Se tromperaient-ils ? Impossible : le Christ leur est apparu plus de dix fois ; il a mangé avec eux, leur a fait toucher son côté transpercé, s’est élevé en leur présence dans les cieux. Voudraient-ils nous duper ? Mais à quelle fin ? Si pervers que soit un homme, il ne se plaît point à mentir, sans qu’il y trouve quelque avantage. Or étudiez de près les apôtres : il y a dans leur parole un accent de parfaite loyauté, ils conviennent de leurs anciens torts, ils s’accusent, ils s’humilient, ils ne nous cachent pas qu’ils ont abandonné leur maître sur le chemin du Golgotha. Et pourtant, les voilà fermes, obstinés, unanimes à prêcher que le Christ est vraiment ressuscité.
Si Jésus n’a pas triomphé de la mort, ses disciples sont complices d’une exécrable imposture ou frappés de folie. Car toutes les espérances fondées sur lui croulent ; s’ils ont de la droiture et du sens, un seul parti leur reste : c’est d’avouer leur erreur. A ce prix, la bonne grâce des Juifs leur est assurée. Mais vouloir imposer à l’adoration de l’univers un corps sans vie et sans vertu, et qu’un sacrilège mensonge a déshonoré, quel crime et quelle sottise ! Qu’ont-ils à espérer ? Sur la terre, un échec certain, accompagné ou suivi des supplices les plus infamants ; et après cette vie, les éternels tourments que le Dieu juste et jaloux auquel ils croient, réserve aux imposteurs pleinement conscients de répandre un culte idolâtre.
Et pourtant ces hommes simples, timides et craignant Dieu, marchent, sans jamais hésiter, à la conquête du monde, ne doutant pas qu’il tombera tôt ou tard à genoux devant leur maître crucifié. Les injures, les mépris, ce que la cruauté humaine a de plus raffiné et la mort de plus horrible, ils l’affrontent d’un front serein et d’un cœur joyeux. On a vu, j’en conviens, des fanatiques épris d’une idée fausse la défendre jusque dans la mort. Mais jamais, non jamais, on ne nous montrera des hommes vraiment religieux qui sacrifient leur honneur, leur vie, une âme qu’ils savent immortelle, pour affirmer un fait sensible, aisé à constater et dont ils connaissent parfaitement la fausseté.
Expliquer l’origine et la merveilleuse histoire du christianisme par l’illusion ou l’imposture, est-ce autre chose que donner le vice ou la folie pour support aux plus admirables vertus, que faire du Créateur le complice d’une erreur ou d’un mensonge ? N’est-ce pas nier la Providence et l’existence même de Dieu ? — A ces dogmes, dans l’ordre actuel, s’unit aussi, par les liens les plus forts et les plus étroits, la divine origine de l’Église catholique.
Assurément, le Christ, en fondant sa religion, a voulu qu’elle fût transmise une et invariable aux apôtres et à leurs successeurs ; que par eux elle s’étendît à travers tous les siècles et toutes les nations, pour devenir la règle souveraine des intelligences et des volontés, leur donnant une même naissance spirituelle, comme aux enfants d’une seule mère, les unissant dans une même foi, leur proposant un même idéal de perfection absolue à réaliser par la participation aux mêmes sacrements.
Pour remplir son dessein, le Christ — et cela devait être — a établi une société hiérarchique, dont les chefs reçoivent leurs ordres sacrés, leur autorité, leur symbole de foi et leur mission de lui et de ses successeurs immédiats, les apôtres. Qu’un seul anneau de la chaîne ininterrompue qui doit les relier à l’Église primitive soit brisé, et tous ceux qui en dépendent rompent avec la société voulue et réalisée par Notre-Seigneur.

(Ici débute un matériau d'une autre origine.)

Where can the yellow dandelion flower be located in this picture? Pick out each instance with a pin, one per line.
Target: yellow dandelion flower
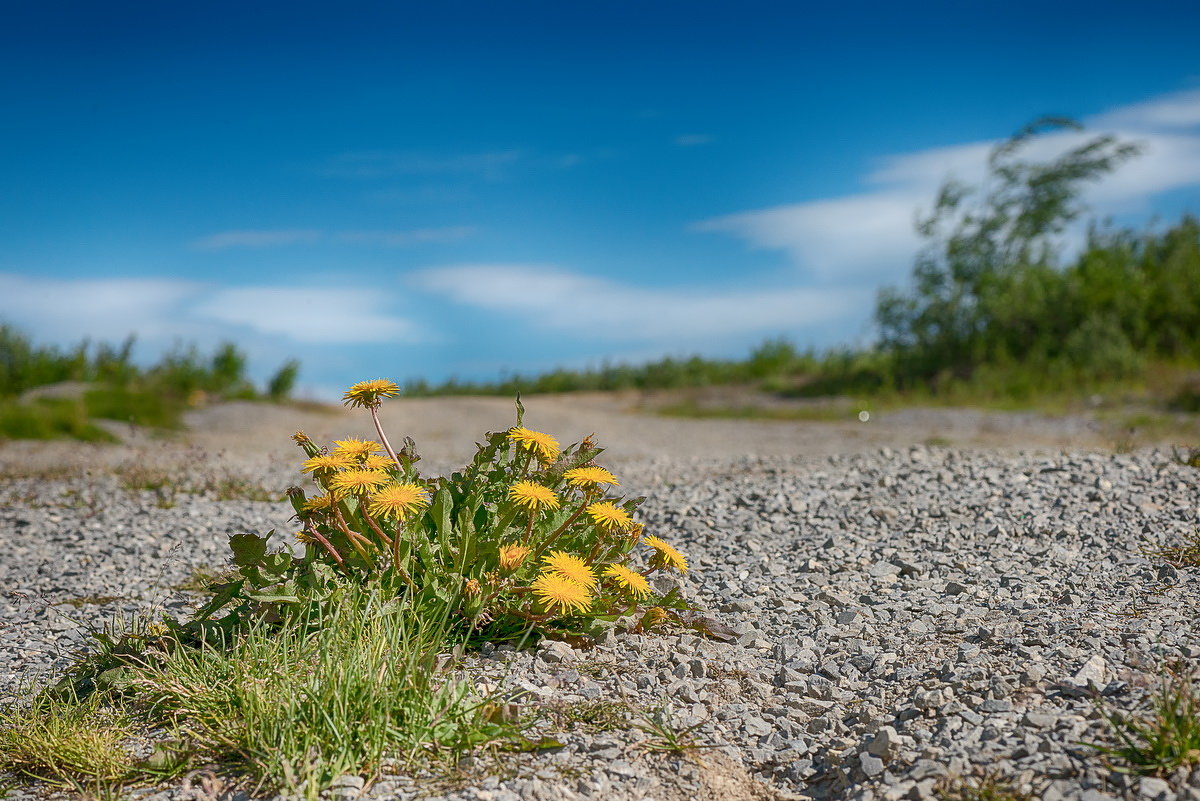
(533, 495)
(156, 628)
(355, 449)
(376, 462)
(609, 516)
(397, 501)
(327, 463)
(666, 555)
(569, 566)
(369, 395)
(359, 482)
(562, 595)
(589, 476)
(316, 504)
(513, 555)
(633, 583)
(544, 446)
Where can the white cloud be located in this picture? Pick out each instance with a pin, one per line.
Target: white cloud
(1175, 110)
(109, 309)
(832, 240)
(161, 311)
(407, 238)
(256, 239)
(595, 308)
(387, 163)
(869, 236)
(309, 315)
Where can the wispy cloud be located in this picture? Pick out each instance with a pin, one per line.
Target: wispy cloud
(591, 308)
(265, 239)
(407, 238)
(161, 311)
(869, 236)
(256, 239)
(387, 163)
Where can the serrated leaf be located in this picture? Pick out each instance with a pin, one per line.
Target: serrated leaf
(249, 548)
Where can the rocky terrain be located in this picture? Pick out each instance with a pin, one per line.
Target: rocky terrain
(909, 619)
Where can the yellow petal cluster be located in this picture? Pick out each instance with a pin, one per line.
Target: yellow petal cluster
(397, 501)
(562, 595)
(633, 583)
(369, 395)
(571, 567)
(533, 495)
(359, 482)
(666, 554)
(609, 516)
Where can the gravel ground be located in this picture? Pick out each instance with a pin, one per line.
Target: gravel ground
(903, 614)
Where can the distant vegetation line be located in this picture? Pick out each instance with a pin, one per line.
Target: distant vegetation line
(112, 386)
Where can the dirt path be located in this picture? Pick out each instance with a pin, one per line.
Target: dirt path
(251, 434)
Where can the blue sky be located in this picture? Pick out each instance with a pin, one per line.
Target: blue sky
(462, 188)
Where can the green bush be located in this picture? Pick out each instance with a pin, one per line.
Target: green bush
(156, 396)
(49, 419)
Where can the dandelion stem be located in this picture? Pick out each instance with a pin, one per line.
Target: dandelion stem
(559, 531)
(357, 540)
(319, 537)
(375, 525)
(383, 438)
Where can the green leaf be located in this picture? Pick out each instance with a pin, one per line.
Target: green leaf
(249, 548)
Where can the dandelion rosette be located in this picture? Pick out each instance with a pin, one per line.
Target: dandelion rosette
(609, 516)
(635, 584)
(544, 446)
(397, 501)
(511, 556)
(369, 395)
(665, 555)
(589, 476)
(569, 566)
(533, 495)
(562, 595)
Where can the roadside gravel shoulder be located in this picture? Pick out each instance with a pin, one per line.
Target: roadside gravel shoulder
(903, 615)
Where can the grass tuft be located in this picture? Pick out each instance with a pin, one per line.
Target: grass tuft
(294, 706)
(987, 787)
(1182, 555)
(67, 742)
(664, 734)
(1165, 739)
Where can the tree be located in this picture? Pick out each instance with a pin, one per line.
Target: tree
(984, 282)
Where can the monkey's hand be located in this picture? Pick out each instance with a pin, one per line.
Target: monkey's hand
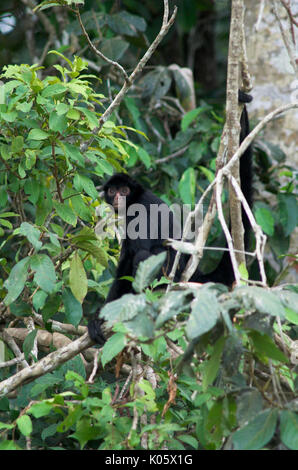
(95, 331)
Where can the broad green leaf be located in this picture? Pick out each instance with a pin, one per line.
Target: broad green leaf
(171, 304)
(265, 219)
(32, 234)
(37, 134)
(40, 409)
(144, 157)
(65, 212)
(113, 48)
(249, 404)
(204, 314)
(189, 117)
(19, 308)
(257, 433)
(288, 210)
(123, 309)
(10, 116)
(45, 276)
(53, 90)
(17, 144)
(57, 123)
(25, 425)
(289, 429)
(148, 270)
(90, 116)
(187, 186)
(86, 185)
(260, 299)
(95, 251)
(141, 325)
(112, 347)
(73, 308)
(39, 299)
(77, 278)
(266, 348)
(51, 307)
(211, 367)
(16, 280)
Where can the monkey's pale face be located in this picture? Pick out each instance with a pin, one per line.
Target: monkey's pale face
(116, 195)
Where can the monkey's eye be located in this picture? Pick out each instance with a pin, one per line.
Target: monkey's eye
(124, 191)
(112, 191)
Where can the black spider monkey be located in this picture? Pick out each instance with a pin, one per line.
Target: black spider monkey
(121, 187)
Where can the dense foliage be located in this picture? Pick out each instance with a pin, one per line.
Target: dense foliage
(218, 368)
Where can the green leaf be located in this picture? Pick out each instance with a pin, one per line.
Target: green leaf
(112, 347)
(289, 429)
(190, 440)
(123, 309)
(73, 153)
(147, 271)
(265, 347)
(260, 299)
(16, 280)
(77, 278)
(57, 123)
(39, 299)
(211, 367)
(288, 212)
(38, 410)
(144, 157)
(91, 117)
(189, 117)
(187, 186)
(17, 144)
(32, 234)
(51, 307)
(25, 425)
(86, 185)
(249, 405)
(95, 251)
(265, 219)
(113, 48)
(204, 314)
(257, 433)
(37, 134)
(141, 325)
(45, 276)
(171, 304)
(73, 308)
(65, 212)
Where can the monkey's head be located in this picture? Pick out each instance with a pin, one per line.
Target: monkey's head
(121, 188)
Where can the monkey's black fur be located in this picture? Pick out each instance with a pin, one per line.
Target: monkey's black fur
(134, 251)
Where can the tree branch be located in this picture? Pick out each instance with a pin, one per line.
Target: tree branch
(166, 24)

Aussi son divin fondateur a-t-il voulu que, pour maintenir l’accord dans la foi et la discipline entre ses divers membres, elle possédât toujours un chef, centre d’autorité et juge suprême des controverses ; principe d’unité et de vie d’autant plus nécessaire à l’Église que celle-ci se dilate davantage et étend plus au loin à travers l’espace et le temps ses vigoureux rameaux.
« S’il n’existait une primauté dans l’Église, disait le protestant Hugo Grotius, les controverses seraient interminables, comme elles le sont dans le protestantisme[11]. » La divine institution d’un juge infaillible, dans les questions qui touchent à la foi, est, d’ailleurs, nécessaire, pour l’éducation du genre humain. Cette pensée, on le sait, frappa vivement Augustin Thierry, au cours de ses études historiques ; elle fut le trait de lumière qui le conduisit droit à l’Église catholique[12].
[11] Hugo Grotius. Via ad pacem Eccles., titul. VII, op., t. IV, édit. Basil, p. 658.
[12] Lettre de Gratry, Conn. de Dieu, t. I, append.